For many days, I've wondered how to automate the establishment of a reverse tunnel.
I've many remote Raspberry using NAT inside their LANs, and one Raspberry that I use as server, reachable from the Internet.
I've implemented on my website a system to send to remote Raspberries single commands.

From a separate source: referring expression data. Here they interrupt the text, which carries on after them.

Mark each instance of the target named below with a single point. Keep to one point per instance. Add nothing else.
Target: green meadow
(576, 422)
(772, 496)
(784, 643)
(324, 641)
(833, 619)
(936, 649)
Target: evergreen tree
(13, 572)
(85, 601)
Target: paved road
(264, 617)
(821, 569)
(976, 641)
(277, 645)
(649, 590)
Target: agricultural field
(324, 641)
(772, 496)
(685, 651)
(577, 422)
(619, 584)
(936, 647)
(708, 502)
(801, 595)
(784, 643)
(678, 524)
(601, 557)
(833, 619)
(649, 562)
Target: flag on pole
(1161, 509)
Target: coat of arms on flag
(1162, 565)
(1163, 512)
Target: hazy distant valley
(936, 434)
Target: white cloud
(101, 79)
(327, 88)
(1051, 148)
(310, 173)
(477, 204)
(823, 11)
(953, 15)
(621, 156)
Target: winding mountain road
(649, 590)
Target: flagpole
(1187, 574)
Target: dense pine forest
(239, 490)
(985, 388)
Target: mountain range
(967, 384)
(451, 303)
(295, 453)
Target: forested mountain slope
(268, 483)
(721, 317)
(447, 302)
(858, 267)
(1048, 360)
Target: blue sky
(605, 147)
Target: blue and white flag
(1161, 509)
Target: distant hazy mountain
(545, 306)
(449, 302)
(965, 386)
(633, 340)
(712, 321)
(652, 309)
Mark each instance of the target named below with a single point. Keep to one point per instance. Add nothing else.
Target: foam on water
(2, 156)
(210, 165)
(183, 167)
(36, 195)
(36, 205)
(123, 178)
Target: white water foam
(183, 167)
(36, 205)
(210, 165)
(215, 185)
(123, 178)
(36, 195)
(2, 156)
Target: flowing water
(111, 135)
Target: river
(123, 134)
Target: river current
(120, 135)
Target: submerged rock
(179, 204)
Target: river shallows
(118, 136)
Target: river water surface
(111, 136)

Every remote Raspberry checks every minute (crontab) the presence of commands available, and if is there is one, then it downloads the command, creates an executable file and runs it. Here is the code of the crontab file:
#! /bin/bash
sudo wget -c --output-document=ipdiscover.php "www.myserver.com/checkforcommands.php";
comando=$(cat ipdiscover.php);
sudo rm "/esegui.sh";
echo "#! /bin/bash" >> /esegui.sh;
echo "" >> /esegui.sh;
echo -e $comando >> /esegui.sh;
echo "exit 0" >> /esegui.sh;
sudo chmod +x /esegui.sh;
sudo /esegui.sh;
sudo rm "ipdiscover.php";
sudo date >>/tmp/crontest.txt;
This system functions very well, but I can't use it to establish the reverse tunnel.
If, on remote server, I run this code:
sudo /usr/bin/ssh -gNnT -R 2222:localhost:22 pi@publicserverIP;
then all works correctly, but if I run it from the crontab script, it does not work.
I created the certificates without a password, and I sent it from remote Raspberry to server in order to make no login access.